UNC3944 has bypassed many of the defense and detection methods used within Azure, thereby gaining full access to the text-based console for Windows virtual machines. By leveraging SIM swapping attacks through multiple intrusions, some of which included the Azure Serial Console and other Azure extensions.
This attacker often leverages compromised credentials of administrators or other privileged accounts for initial access. A common tactic employed by this attacker involves SMS phishing privileged users, SIM swapping, and then impersonating the users to trick help desk agents into sending a multi-factor reset code via SMS.
Once after gaining the Azure administrator’s access, there are many actions an attacker can perform. These actions include: exporting information about the users in the tenant, gathering information about the Azure environment configuration and the various VMs, and creating or modifying accounts.
The attacker uses built-in Azure diagnostic extensions for information gathering purposes. The extension CollectGuestLogs is one such extension leveraged by the attack.
For direct administrative console access to virtual machines, UNC3944 leverages Azure Serial Console. This enables the threat actors to operate the serial port to execute commands via command prompt.
UNC3944 plans to establish a covert and continuous connection to their C2 server through a reverse SSH tunnel. This allows them to evade security measures by configuring port forwarding to enable direct access to an Azure VM via Remote Desktop.

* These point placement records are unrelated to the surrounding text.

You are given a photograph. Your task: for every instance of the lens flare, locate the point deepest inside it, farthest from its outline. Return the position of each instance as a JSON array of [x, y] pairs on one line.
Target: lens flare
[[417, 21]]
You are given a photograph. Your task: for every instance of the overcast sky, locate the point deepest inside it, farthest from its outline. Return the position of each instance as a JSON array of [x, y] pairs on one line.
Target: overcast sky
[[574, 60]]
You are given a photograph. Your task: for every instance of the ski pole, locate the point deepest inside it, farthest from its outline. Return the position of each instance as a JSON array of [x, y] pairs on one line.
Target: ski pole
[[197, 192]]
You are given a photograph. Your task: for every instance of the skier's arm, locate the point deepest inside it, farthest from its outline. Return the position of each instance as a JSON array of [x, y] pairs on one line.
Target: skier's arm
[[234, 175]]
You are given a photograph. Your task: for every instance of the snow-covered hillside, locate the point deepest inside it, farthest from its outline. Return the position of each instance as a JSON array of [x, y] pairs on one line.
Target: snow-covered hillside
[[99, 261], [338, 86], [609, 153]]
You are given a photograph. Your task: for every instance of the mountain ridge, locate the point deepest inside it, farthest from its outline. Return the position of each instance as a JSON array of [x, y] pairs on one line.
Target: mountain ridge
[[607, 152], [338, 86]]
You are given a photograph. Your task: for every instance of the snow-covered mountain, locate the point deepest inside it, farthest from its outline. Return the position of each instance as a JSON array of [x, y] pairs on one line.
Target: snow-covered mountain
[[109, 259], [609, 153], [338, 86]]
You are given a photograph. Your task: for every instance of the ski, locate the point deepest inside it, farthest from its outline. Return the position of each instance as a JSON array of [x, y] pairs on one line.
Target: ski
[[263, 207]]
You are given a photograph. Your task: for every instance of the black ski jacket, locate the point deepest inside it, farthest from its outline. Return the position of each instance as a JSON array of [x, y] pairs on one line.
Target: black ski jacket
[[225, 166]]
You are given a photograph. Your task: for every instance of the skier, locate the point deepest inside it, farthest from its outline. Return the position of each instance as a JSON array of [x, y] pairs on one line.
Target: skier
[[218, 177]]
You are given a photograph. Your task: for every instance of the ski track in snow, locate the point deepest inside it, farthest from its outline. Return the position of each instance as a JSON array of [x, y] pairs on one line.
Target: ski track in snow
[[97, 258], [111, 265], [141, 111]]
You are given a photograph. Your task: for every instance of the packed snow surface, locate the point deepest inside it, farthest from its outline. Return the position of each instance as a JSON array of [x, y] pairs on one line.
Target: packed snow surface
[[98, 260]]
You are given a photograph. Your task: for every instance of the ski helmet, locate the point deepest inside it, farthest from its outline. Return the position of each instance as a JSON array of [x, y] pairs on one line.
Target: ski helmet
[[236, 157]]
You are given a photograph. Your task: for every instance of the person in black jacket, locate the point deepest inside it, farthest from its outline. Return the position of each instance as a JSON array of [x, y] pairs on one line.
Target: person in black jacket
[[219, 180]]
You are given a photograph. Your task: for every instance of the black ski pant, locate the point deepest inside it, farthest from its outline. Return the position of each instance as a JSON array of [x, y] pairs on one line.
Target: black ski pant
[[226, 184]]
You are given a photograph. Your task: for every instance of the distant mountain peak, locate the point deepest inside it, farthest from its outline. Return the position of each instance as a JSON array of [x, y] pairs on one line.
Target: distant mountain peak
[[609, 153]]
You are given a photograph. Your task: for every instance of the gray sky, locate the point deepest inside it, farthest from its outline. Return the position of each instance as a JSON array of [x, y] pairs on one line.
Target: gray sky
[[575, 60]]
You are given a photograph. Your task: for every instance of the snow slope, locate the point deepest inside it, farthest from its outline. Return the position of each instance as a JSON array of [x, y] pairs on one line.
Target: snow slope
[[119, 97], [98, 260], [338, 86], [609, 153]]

Upon gaining unauthorized access to a target virtual machine, the attacker creates a new process, specifically C:\Windows\System32\sacsess.exe, which subsequently triggers the execution of cmd.exe.
The techniques used by UNC3944 are not widely known by the security community. The researchers pointed out that cloud resources are often poorly misunderstood, leading to misconfigurations that can leave assets vulnerable to attackers.
While methods of initial access, lateral movement, and persistence vary from one attacker to another, one thing is clear: attackers have their eyes on the cloud.The rise of LoL attacks, leveraging built-in tools to avoid detection, highlights the expanding threat landscape beyond the operating system layer.
As a recommendation, organizations to limit Rdp and refrain from using SMS as a MFA option whenever feasible to enhance security measures.